To make these necessary systematic comparisons, the researchers developed two metrics: the Solar Similarity Index (SSI) and the Neighborhood Similarity Index (NSI). Since main sequence stars like our Sun are conducive to habitability, the SSI compares our Solar System’s properties with those of other HZs. The NSI compares the properties of stars in a 10-parsec region around the Sun to the same size region around other HZSs.

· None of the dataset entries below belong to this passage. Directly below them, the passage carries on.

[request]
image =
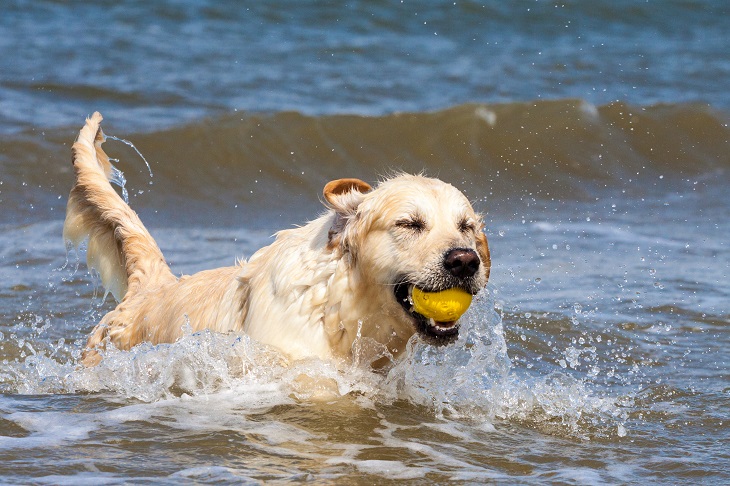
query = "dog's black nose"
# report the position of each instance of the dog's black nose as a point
(462, 263)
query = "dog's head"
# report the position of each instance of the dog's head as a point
(409, 232)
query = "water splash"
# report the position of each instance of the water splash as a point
(472, 380)
(130, 144)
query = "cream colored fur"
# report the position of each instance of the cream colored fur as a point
(309, 293)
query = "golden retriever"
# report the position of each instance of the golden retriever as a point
(348, 274)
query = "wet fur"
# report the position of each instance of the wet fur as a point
(310, 293)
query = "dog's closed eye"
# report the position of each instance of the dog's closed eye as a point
(415, 224)
(467, 224)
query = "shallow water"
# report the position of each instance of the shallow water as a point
(594, 138)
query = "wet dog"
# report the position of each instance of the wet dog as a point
(348, 274)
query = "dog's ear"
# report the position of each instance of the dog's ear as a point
(483, 251)
(343, 196)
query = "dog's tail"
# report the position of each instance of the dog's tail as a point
(119, 246)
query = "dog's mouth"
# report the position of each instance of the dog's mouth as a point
(432, 331)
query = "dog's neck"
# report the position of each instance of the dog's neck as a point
(318, 299)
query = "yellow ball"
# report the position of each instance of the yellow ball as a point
(445, 306)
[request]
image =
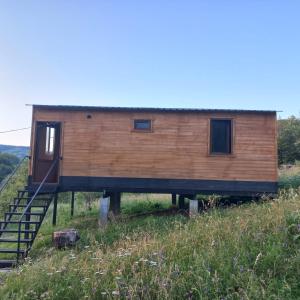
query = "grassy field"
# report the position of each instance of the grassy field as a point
(244, 252)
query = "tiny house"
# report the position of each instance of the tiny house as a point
(183, 152)
(154, 150)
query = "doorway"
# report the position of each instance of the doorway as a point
(47, 151)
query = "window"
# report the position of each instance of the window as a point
(142, 125)
(50, 136)
(220, 136)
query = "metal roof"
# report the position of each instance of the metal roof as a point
(148, 109)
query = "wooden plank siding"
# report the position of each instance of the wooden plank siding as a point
(178, 147)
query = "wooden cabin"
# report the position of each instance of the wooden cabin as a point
(154, 150)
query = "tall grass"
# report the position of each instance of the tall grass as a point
(245, 252)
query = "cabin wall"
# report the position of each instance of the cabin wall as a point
(178, 148)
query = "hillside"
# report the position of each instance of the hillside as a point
(19, 151)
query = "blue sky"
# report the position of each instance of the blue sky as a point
(206, 54)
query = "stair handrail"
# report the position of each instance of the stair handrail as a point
(10, 176)
(30, 202)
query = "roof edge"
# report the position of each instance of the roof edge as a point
(148, 109)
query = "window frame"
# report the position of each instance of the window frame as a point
(146, 130)
(232, 137)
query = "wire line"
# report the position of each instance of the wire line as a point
(11, 130)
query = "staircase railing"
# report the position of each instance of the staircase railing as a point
(10, 176)
(28, 206)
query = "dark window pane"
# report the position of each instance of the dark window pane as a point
(220, 134)
(142, 124)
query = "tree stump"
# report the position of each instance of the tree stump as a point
(65, 238)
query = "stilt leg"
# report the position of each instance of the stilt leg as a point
(193, 209)
(181, 202)
(54, 210)
(115, 203)
(72, 204)
(103, 210)
(174, 198)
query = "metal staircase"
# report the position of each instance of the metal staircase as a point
(20, 226)
(22, 222)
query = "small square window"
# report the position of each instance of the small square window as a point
(220, 136)
(142, 125)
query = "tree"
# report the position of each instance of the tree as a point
(289, 140)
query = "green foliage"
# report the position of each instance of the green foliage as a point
(222, 254)
(289, 140)
(18, 181)
(19, 151)
(7, 164)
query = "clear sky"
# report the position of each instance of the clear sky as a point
(165, 53)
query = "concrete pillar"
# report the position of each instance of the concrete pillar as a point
(72, 203)
(54, 217)
(193, 208)
(103, 211)
(181, 202)
(174, 196)
(115, 202)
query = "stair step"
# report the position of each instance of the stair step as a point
(3, 240)
(16, 231)
(22, 222)
(27, 213)
(23, 206)
(35, 199)
(11, 250)
(7, 263)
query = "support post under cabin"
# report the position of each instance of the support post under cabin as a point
(174, 196)
(193, 207)
(54, 209)
(103, 210)
(115, 202)
(181, 202)
(72, 203)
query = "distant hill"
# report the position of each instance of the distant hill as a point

This research is mostly based on data from the ESA’s Gaia spacecraft, which is building a map of the Milky Way by measuring one billion stars. But the further away an HZS is, or the dimmer the stars are, the more likely Gaia may not have detected every star, which affects the research’s results. This image shows Gaia’s data completeness. The colour scale indicates the faintest G magnitude at which the 95% completeness threshold is achieved. “Our sample of 84 HZS (green circles) has been overlaid on the map to visually depict the completeness of their respective neighbourhoods,” the authors write. Image Credit: Pyne et al. 2024.

These indices put habitable zones in a larger context.

“While the concept of HZ is vital in the search for habitable worlds, the stellar environment of the planet also plays an important role in determining longevity and maintenance of habitability,” the authors write. “Studies have shown that a high rate of catastrophic events, such as supernovae and close stellar encounters in regions of high stellar density, is not conducive to the evolution of complex life forms and the maintenance of habitability over long periods.”

When radiation and high-energy particles from a distant source reach a planet in a habitable zone, they can cause severe damage to Earth-like planets. Supernovae are a dangerous source of radiation and particles, and if one were to explode close enough to Earth, that would be the end of life. Scientists know that ancient supernovae have left their mark on Earth, but none of them were close enough to destroy the atmosphere.

“Our primary focus is to investigate the effects of SNe on the atmospheres of exoplanets or exomoons assuming their atmospheres to be Earth-like,” the authors write.

The first factor is stellar density. The more stars in a neighbourhood, the greater the likelihood of supernova explosions and stellar flybys.

“The astrophysical impacts of the stellar environment is a “low-probability, high-consequence” scenario
for the continuation of habitability of exoplanets,” the authors write. Though disruptive events like supernova explosions or close stellar flybys are unlikely, the consequences can be so severe that habitability is completely eliminated.

When it came to the supernova threat, the researchers looked at high-mass stars in stellar neighbourhoods since only massive stars explode. Pyne and her colleagues found high-mass stars with more than eight solar masses in the 10-parsec neighbourhoods of two HZS: TOI-1227 and HD 48265. “These high-mass stars are potential progenitors for supernova explosions,” the authors explain.

Only one of the HZS is at risk of a stellar flyby. HD 165155 has an encounter rate of ?1 in 5 Gyr period. That means it’s at greater risk of an encounter with another star that could eject planets from its habitable zone.

The team’s pair of indices, the SSI and the NSI, produced divergent results. “… we find that the stellar environments of the majority of HZS exhibit a high degree of similarity (NSI> 0.75) to the solar neighbourhood,” they explain. However, because of the wide variety of stars in HZS, comparing them to the Sun results in a wide range of SSI values.

We know the danger supernova explosions pose to habitability. The initial burst of radiation could kill anything on the surface of a planet too close. The ongoing radiation could strip away the atmospheres of some planets further away and could also cause DNA damage in any lifeforms exposed to it. For planets that are further away from the blast, the supernova could alter their climate and trigger extinctions. There’s no absolutely certain understanding of how far away a planet needs to avoid devastation, but many scientists say that within 50 light-years, a planet is probably toast.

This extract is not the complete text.